The collation and verification
is done in the presence of the candidates, so again it must be taken
that the legislature assumed that the Chief Elections Officer is
sufficiently numerate not to require days for the process. Once
the constituency returns are added together the Chief Elections
Officer shall forthwith declare the person with the most votes (provided
the majority is absolute) duly declared elected president with effect
from the day of such declaration i.e. immediately. The President
assumes office immediately after taking the oath of office but in
any event not later than 48 hours. Not after Grace has had enough
time to remove all her ferrogama shoes to Malaysia. Immediately.
The Chief Elections Officer
must inform the candidates of the time and place of verification
and collation. The Act does not specify when this time must be.
However, by using "time" rather than day, given that
this is the penultimate act in a series which all take place "forthwith"
"immediately" or "without delay", and given
that there are no further acts to be completed before convening
the verification and collation, one can assume that the legislature
contemplated hours rather than weeks as is the current position.
Furthermore, if there is no candidate with an absolute majority,
a second election must be held within 21 days of "the previous
election". The legislation does not say 21 days from the date
the result is announced. And if it had meant such it would have
said so. "Previous election" cannot mean from the day
a person was elected as president, as in the case of the need for
a run off this will not have happened. It can only refer to election
day; i.e. 29th March 2008. This fact supports the contention that
the legislature expected each of the electoral processes to take
place one after the other and immediately after the preceding one
is completed.

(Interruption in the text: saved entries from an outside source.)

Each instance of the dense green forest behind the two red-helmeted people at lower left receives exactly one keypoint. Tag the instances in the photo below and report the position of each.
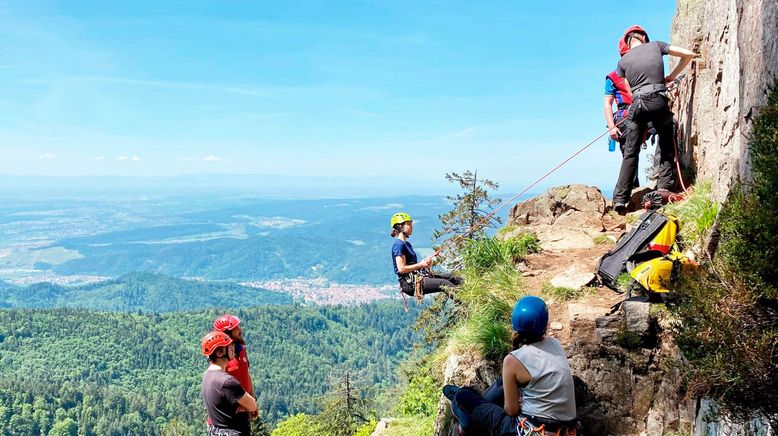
(102, 373)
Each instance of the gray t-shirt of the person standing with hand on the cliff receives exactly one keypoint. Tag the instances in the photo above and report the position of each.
(643, 65)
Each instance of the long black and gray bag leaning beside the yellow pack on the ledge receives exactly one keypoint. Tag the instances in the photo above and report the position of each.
(614, 262)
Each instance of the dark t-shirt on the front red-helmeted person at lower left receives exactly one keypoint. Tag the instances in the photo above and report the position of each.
(221, 393)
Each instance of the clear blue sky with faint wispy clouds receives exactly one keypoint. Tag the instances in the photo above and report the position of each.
(373, 88)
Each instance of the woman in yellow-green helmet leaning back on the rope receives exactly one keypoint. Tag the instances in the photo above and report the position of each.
(411, 272)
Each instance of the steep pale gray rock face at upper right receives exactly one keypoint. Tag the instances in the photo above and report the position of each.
(738, 41)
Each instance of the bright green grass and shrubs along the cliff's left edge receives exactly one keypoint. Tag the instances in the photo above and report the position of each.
(477, 322)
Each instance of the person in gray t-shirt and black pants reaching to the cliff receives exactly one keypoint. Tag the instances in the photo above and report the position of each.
(643, 70)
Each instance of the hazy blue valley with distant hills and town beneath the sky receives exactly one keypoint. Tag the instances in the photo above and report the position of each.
(211, 237)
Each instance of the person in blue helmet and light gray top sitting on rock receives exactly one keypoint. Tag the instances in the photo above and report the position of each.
(538, 394)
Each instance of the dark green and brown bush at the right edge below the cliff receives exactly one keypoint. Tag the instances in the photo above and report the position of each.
(728, 312)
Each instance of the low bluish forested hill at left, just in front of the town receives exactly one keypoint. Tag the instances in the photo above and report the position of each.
(142, 292)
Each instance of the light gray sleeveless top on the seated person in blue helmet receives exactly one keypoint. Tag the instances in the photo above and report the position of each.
(550, 393)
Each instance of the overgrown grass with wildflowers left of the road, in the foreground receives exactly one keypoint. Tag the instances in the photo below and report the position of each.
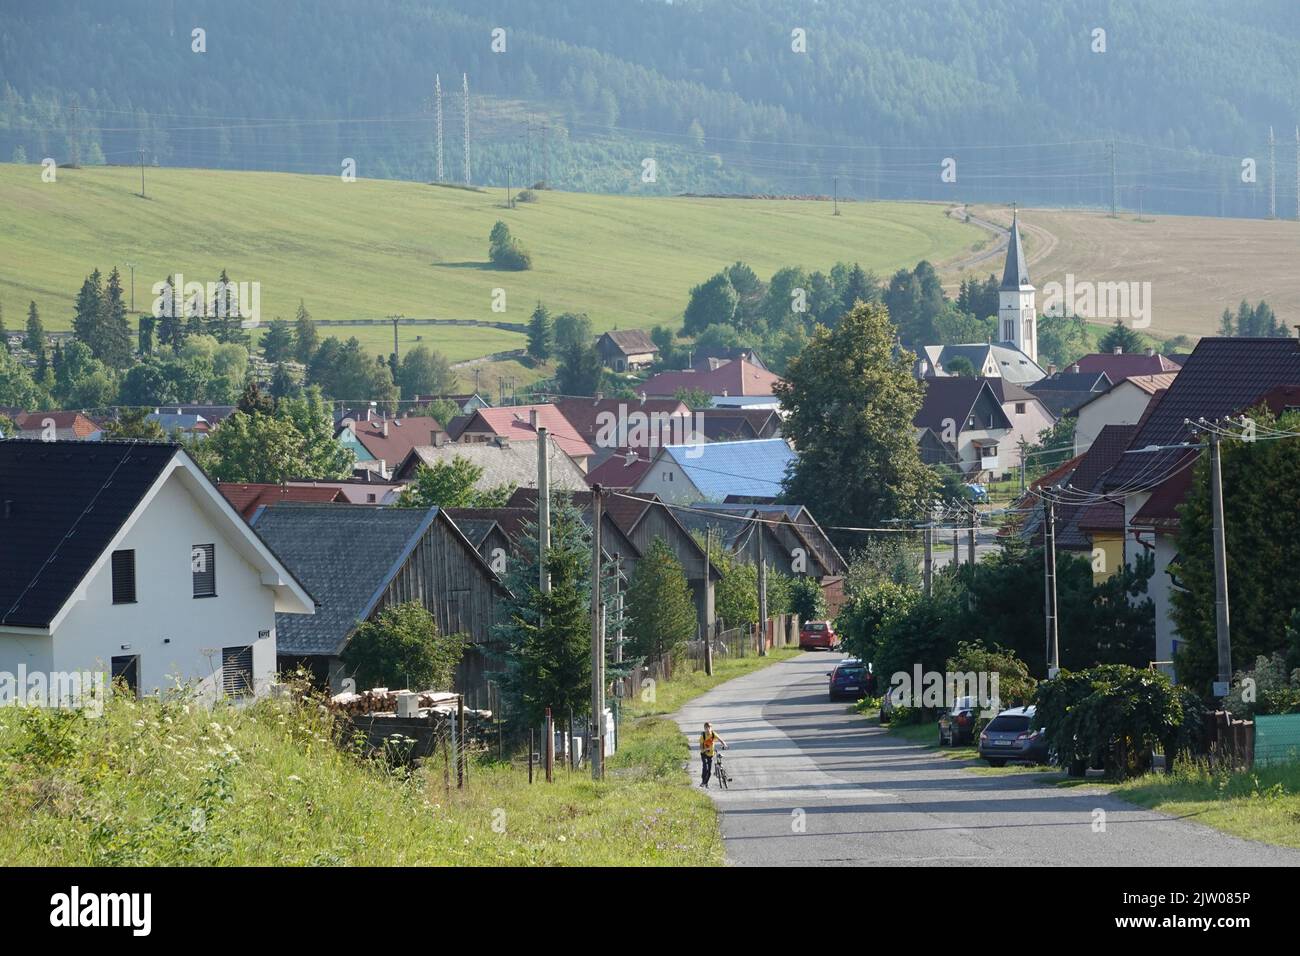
(174, 785)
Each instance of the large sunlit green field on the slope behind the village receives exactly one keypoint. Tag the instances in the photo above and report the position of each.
(370, 249)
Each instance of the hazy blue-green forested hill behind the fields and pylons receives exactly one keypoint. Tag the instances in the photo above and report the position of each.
(1013, 90)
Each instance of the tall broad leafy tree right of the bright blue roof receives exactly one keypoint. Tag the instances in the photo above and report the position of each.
(850, 400)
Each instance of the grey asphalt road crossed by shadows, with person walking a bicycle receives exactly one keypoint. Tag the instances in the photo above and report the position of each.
(816, 785)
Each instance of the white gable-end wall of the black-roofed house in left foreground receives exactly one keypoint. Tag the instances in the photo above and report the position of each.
(176, 635)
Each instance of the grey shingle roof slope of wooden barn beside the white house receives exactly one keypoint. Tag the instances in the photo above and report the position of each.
(345, 556)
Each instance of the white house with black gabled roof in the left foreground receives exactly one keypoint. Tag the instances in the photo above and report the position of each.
(123, 557)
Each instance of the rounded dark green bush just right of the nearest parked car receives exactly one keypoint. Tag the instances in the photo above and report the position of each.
(1116, 716)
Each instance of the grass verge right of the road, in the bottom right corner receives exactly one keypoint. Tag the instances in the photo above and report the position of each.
(1262, 804)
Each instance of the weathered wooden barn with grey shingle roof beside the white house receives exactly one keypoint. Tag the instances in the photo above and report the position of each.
(359, 560)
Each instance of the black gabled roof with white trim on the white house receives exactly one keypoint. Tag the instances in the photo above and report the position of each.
(70, 501)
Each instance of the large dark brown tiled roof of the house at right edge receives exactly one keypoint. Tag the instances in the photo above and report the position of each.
(1224, 377)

The time for the process is not stipulated in days.
By the use of the words immediately, forthwith etc, the legislature
expects each process to commence immediately and the next to commence
without delay after the previous one is completed. Accordingly,
the time allowed for the completion of the process is implied and
cannot be stipulated specifically. The legislated deadline is as
long as it takes to undertake the steps outlined by the Electoral
Act, all of which must be done without delay.
Thus the time given for
announcing the presidential result is as long as it takes to verify
210 constituency returns and then add them together. The announcement
is made immediately that is done. Not when Mugabe says if the results
are OK it can be done. Not when ZEC says when we are ready. Not
when ZEC says we want to check out what happened in a polling station
in Chitungwiza, not when the CIO says when we have finished ferreting
around amongst ballots which are supposed to be sealed and finished
cooking the books. Not when the Mugabe-s thugs indicate they
have had enough time to soften up the rural populace before observers
arrive for the run off. Immediately.
ZEC-s excuse for
not following the procedures it outlined and which are set out in
the Electoral Act is that section 67A says they can investigate
any complaint of a miscount. Indeed they can. But the complaint
raised by ZANU PF relates to the House of Assembly count and must
be made within 48 hours of the result being announced. Not only
was ZANU PF-s complaint raised one week later but the result
of the Presidential Election, as we all know has not been announced.
The alleged miscount must be large enough to affect the result.
ZANU PF claims a few hundred votes missing here and there. Accordingly,
ZEC cannot act under section 67A.
We, however, are supposed,
says Mr. Mbeki, to be patient, stand back and watch the master thief
violate the clear provisions of the Act. If Tsvangirai has won with
an absolute majority, which may well be the case, then the failure
to announce the result can be described in one word: coup. QED.